Your Polynomial class must support the following methods:

public Polynomial( Set<PTerm> terms );
// constructor creates a new polynomial from the given terms

public double evaluate( double x );
// evaluates the polynomial at the given value of x

public String toString();
// returns a string representation of the polynomial of the form: + 4x^3 - 2x^1 + 7x^0 Note that powers are ordered from
// highest to lowest

public void add( Polynomial other );
// adds other polynomial to this polynomial. Be sure to combine together terms that have the same power and remove any terms
// that have a resulting zero coefficient

In addition to implementing a Polynomial class, you will need to implement a PTerm class that represents a single term in the polynomial. Recall that the application gets to define what it means for two objects to be equal. In our case, it makes sense to consider to PTerm objects to be equal if they have the same power - this way we can get the Set to ensure that there's only one term with a given power in the set at any given time. You should therefore override equals() for PTerm so that two terms are considered equal if they have the same power (regardless of coefficient).

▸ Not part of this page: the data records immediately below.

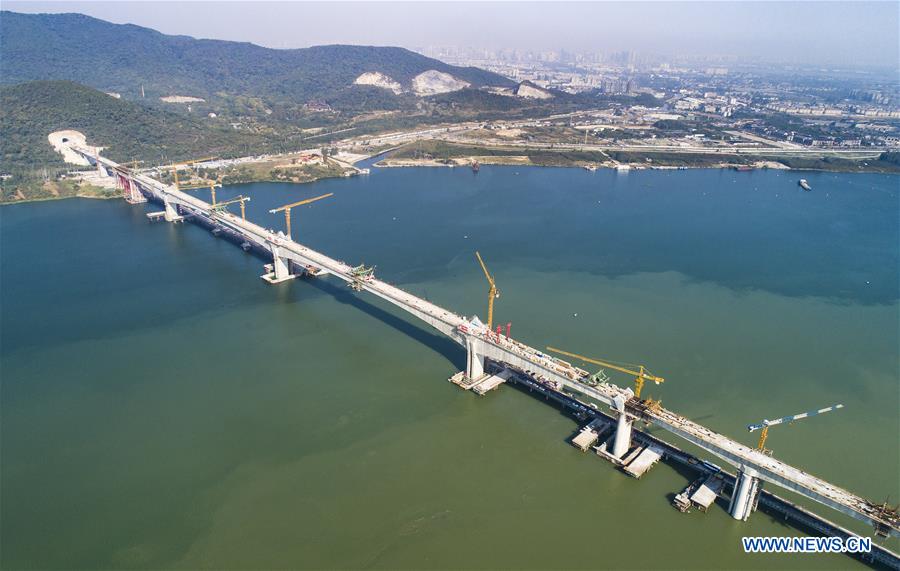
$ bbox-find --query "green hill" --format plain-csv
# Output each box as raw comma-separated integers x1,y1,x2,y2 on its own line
0,81,292,199
0,11,513,103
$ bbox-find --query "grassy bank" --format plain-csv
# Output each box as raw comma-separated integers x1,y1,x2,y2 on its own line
384,141,900,173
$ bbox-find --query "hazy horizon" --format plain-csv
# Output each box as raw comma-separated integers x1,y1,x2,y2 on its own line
3,1,900,68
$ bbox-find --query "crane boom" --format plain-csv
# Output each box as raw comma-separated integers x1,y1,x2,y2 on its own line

After you've implemented your Polynomial class, test it carefully. Does it order terms from highest power to lowest when toString() is called? What if there are no terms in the polynomial when toString() or evaluate() is called? When you add another polynomial to this polynomial, do terms get combined together properly? Are terms with a zero coefficient removed?

 

Did you know? In addition to a combined program in Computer Science with Microbiology & Immunology mentioned in an earlier lab, there's also a combined program in Computer Science with Mathematics, and another in Computer Science with Statistics. If you are interested in knowing more about these options, see our website or make an appointment to see one of our advisors by e-mailing undergrad-info@cs.ubc.ca

 

When you are finished call your TA over and have your solution checked!